Much of the snow did not stick to the floor but instead my hair and jacket. 😶‍🌫️

Welp

As someone interested in eBPF, having researched and developed some eBPF programming, I was especially excited for this convention.

Kickoff Highlights

  • A dozen new Cilium case studies from CNCF!
  • Cilium 1.16 Release
    • netkit release (as performant as host network)
    • multicast, Gateway API 1.1 support
    • Improved DNS-based netpol performance (5x reduction in latency)
    • Cilium memory usage reduced by ~24%
  • eBPF is officially standardized under the IETF (RFC 9669)
  • eBPF threat model published
  • State of eBPF Report (Jan 2024)

Standout Talks

The schedule was chock-full of experience.
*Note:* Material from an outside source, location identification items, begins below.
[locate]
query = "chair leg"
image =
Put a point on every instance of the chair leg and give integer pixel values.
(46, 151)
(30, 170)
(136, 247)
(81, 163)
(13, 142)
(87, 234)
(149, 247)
From interesting journeys to yet another problem solved by eBPF, it was an overwhelming amount of information.

  • Confluent’s Multi-Cloud Journey into Cilium
  • Insightful Traffic Monitoring: Harnessing Cilium for Comprehensive Network Observability
  • eBPF for Creating Least Privileged Policies
  • Reinventing Seccomp for Fun and Profiles
  • Exploring eBPF Use Cases in Cloud-Native Security
  • Scaling Network Policy Enforcement Beyond the Cluster Boundary with Cilium
  • Lessons Learned Migrating to Modern Multi-Platform eBPF Programs

How to Use XDP and eBPF to Accelerate IPSec Throughput by 400%

Fascinating to find myself following along with an experienced kernel dweller walking us through impressive gains in accelerating IPSec packet transmission by parallelizing flows.

TIL about the Toeplitz hashing method leveraged at the NIC level to distribute packets. This in turn unlocked the use of more than one core and naturally amplified throughput to unprecedented levels. I also learned that out of the box, eBPF programs will be pinned to a single core. One process, one or more threads pinned to a core. Ryan stated it is seemingly impossible to evenly distribute across multiple cores meaning sporadic bottlenecks at scale even with the gains seen here.

Bottlenecks

For our rate limiter we tapped into XDP but I could see, in retrospect, that we may have suffered from the CPU pinning mentioned.

eBPF cpumap

Maybe I should look at Toeplitz/RSS as well. 🤔

Duffie of Isovalent suggested a particular Slack channel worth checking out for advice and bouncing ideas.

Live Migrating Production Clusters From Calico to Cilium

The folks over at SamsungAds gave us a tour down memory lane in reliving their migration from Calico to Cilium.

Dan Surprise

I’ve experimented with k3s and kind, yielding mixed results. Recently, I learned about Cilium’s new feature set supporting CNI coexistence, which promises a smoother and more coordinated transition–perhaps signaling the end for Multus? 😏

As part of their demo:

  • Cilium was deployed via helm chart in the per-node configuration
  • An existing Calico node was cordoned, drained and labeled to set Cilium as default CNI
  • Cilium on target node restarted to initiate proper takeover
  • Validate with cilium status
  • Uncordon, restart node workloads (so Cilium can manage)
  • Rinse and repeat

The demo was surprisingly straightforward. And then the other shoe dropped. ~20 clusters, multi-tenant, ranging from 10 to 500 nodes per cluster, no network policies. 😒 Figured they may have been using Kubernetes native network policies and the steps taken were sufficient but surely not.

To account for network policies, we could:

  • Deploy Cilium network policy counterparts
    • If only there were netpol translation tooling
  • Ensure 100% coverage (validation script checking netpol 1-to-1)
  • Initiate per-node transition (repaves could work too albeit workloads will be pushed across the cluster)

Hubble Beyond Cilium

Microsoft have developed a CNI-agnostic alternative to Hubble, called Retina! It uses Hubble under the hood with added versatility for exporting metrics and traces.

Retina Architecture

They are well aware of the reuse of existing tech. The xkcd they showed was comically fitting:

Standard Proliferation

The best bet to Hubble-level observability without Cilium.